Convendría reiterar la idea de que el vino ya no es un producto alimenticio de nuestra dieta diaria. Que su consumo se produce de manera esporádica y respondiendo a los criterios que le son propios a un bien de lujo. Por más que el precio de nuestros vinos diste mucho de esa imagen que todos tenemos de glamour y exclusividad de este tipo de bienes.
Aún así, como decía, no dejamos de empeñarnos en adelantarnos a los tiempos intentando cuantificar cuál será la producción de los próximos años, cuál su consumo o qué tipos de vinos serán los que presenten tendencia positiva y cuáles los que deberán ser actualizados.

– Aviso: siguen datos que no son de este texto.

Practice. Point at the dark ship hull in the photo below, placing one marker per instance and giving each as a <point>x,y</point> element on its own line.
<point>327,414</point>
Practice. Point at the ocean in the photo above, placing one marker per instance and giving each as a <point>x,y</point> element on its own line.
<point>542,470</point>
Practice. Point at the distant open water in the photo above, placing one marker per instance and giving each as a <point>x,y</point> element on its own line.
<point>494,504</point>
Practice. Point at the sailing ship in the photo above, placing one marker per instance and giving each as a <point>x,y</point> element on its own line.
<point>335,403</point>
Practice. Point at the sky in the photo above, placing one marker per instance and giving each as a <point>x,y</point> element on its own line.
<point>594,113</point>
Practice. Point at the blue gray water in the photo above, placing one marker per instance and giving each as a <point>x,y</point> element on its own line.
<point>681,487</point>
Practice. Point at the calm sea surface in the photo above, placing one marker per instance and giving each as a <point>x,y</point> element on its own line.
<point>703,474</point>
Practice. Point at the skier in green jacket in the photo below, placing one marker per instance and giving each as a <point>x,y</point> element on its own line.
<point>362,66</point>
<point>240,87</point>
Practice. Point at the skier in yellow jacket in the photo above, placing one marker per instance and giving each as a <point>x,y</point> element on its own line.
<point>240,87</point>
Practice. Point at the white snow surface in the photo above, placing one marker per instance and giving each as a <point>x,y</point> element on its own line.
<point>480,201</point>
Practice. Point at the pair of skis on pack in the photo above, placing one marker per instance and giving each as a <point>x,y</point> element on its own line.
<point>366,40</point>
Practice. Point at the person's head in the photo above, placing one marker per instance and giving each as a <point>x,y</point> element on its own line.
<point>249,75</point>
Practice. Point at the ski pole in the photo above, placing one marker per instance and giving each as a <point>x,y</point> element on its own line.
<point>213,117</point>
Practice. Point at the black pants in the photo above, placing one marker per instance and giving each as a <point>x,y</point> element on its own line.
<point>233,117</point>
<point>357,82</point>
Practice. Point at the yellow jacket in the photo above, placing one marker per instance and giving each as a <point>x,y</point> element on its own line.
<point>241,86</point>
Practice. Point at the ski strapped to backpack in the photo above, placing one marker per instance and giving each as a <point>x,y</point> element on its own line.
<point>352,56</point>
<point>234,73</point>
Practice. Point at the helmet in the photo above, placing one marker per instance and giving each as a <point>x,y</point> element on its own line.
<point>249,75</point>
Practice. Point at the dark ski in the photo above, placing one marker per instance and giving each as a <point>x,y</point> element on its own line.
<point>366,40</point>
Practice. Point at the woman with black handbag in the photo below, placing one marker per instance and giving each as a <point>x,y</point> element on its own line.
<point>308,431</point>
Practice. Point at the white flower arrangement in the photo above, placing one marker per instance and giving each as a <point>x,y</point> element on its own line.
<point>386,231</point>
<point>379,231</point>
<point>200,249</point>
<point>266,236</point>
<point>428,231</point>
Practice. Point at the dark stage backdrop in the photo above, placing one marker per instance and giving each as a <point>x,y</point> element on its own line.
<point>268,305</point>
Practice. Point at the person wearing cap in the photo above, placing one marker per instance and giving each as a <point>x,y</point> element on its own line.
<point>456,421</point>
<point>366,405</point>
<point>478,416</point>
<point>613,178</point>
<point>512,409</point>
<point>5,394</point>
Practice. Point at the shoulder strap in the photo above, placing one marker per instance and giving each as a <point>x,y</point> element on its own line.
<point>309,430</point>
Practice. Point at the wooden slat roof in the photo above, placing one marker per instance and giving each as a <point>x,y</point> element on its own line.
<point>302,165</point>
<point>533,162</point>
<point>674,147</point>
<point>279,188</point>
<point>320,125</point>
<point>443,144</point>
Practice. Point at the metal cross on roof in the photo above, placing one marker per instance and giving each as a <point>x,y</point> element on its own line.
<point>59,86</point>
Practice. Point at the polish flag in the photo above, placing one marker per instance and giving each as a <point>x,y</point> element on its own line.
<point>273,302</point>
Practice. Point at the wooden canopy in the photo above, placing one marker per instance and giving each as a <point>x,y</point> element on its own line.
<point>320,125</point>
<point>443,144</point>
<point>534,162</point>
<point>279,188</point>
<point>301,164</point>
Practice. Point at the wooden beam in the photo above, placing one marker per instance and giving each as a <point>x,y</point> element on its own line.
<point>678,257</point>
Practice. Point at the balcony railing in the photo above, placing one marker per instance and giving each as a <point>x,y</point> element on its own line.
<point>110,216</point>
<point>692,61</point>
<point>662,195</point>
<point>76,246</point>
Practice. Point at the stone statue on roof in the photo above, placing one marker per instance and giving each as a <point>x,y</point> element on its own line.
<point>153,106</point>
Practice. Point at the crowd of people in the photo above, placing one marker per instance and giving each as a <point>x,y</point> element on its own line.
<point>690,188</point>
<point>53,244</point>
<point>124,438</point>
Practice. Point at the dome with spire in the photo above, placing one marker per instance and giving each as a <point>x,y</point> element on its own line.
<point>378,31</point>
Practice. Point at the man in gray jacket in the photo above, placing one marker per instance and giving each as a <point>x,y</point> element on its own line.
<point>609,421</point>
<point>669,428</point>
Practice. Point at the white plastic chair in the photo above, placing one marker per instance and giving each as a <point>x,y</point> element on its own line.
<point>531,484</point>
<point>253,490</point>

Hace no más de diez años las personas pensantes de las administraciones que debían orientarnos sobre el camino que seguiría en las siguientes décadas el sector declaraban que el consumo de vino disminuiría porque el de baja calidad (entonces llamado de mesa) sería sustituido por el vino con Denominación de Origen. Que los vinos tintos darían paso a los blancos. Que las variedades internacionales les irían comiendo terreno a las autóctonas. O que la producción debería disminuir como consecuencia de la pérdida de superficie vitícola y el estancamiento de los rendimientos, directamente relacionados con la calidad de los vinos.
Ahora la Comisión Europea, a través de su informe “Perspectivas de los mercados agrarios a medio plazo 2018-2030” vaticina para este periodo de tiempo una ligera caída en la producción del 1,8% (3 Mhl) con respecto a los 168 millones de este año 2018; y una estabilidad en el consumo de 131 millones de hectolitros. Insistiendo sobre la globalización de los mercados con previsiones de crecimiento en las exportaciones de un 20,8% y de las importaciones del 7,1%. Siendo, junto con el 5,5% previsto para los rendimientos por hectárea que se situarían al final del periodo contemplado en 58 hl/ha, los únicos que crecen. Producción, anteriormente mencionada, consumo per cápita (-2,7%), otros usos (-16,7%), stocks finales (-1,9%) o el mismo desplazamiento de la producción de los países minoritarios (-11,1%) hacia los del Top5 (-1,3%).
¿Cuántas de estas previsiones se cumplirán?
Pues, como para dentro de doce años yo confío en estar todavía dándoles la matraca, lo veremos. Pero mucho me temo que muy pocas.
Primero porque los rendimientos es previsible que crezcan más, lo que supondrá un aumento de la producción por encima de los 170 millones de hectolitros. Segundo, porque no se están teniendo en consideración aspectos legales que podrían afectar mucho a la producción como pudiera ser la eliminación de las autorizaciones de plantación. Tercero, porque para aumentar nuestras exportaciones necesitamos, o bien que el consumo mundial crezca y lo acaparemos nosotros (cosa muy poco probable) o que el resto de países productores dejen de hacerlo; lo que no sé si visto lo sucedido con China, es todavía más difícil. Y cuarto, y último, porque no es cuestión de estar aburriéndoles con tantas cifras, porque respecto al consumo de vino es previsible que en algún momento comiencen a dar sus frutos las numerosas campañas que todos los países tradicionalmente productores están ejecutando para recuperar el consumo en sus países de origen.
Y, mientras el tiempo va pasando, mejor haríamos en centrarnos en ser más competitivos (que no es lo mismo que tener precios más bajos) y aumentar el consumo.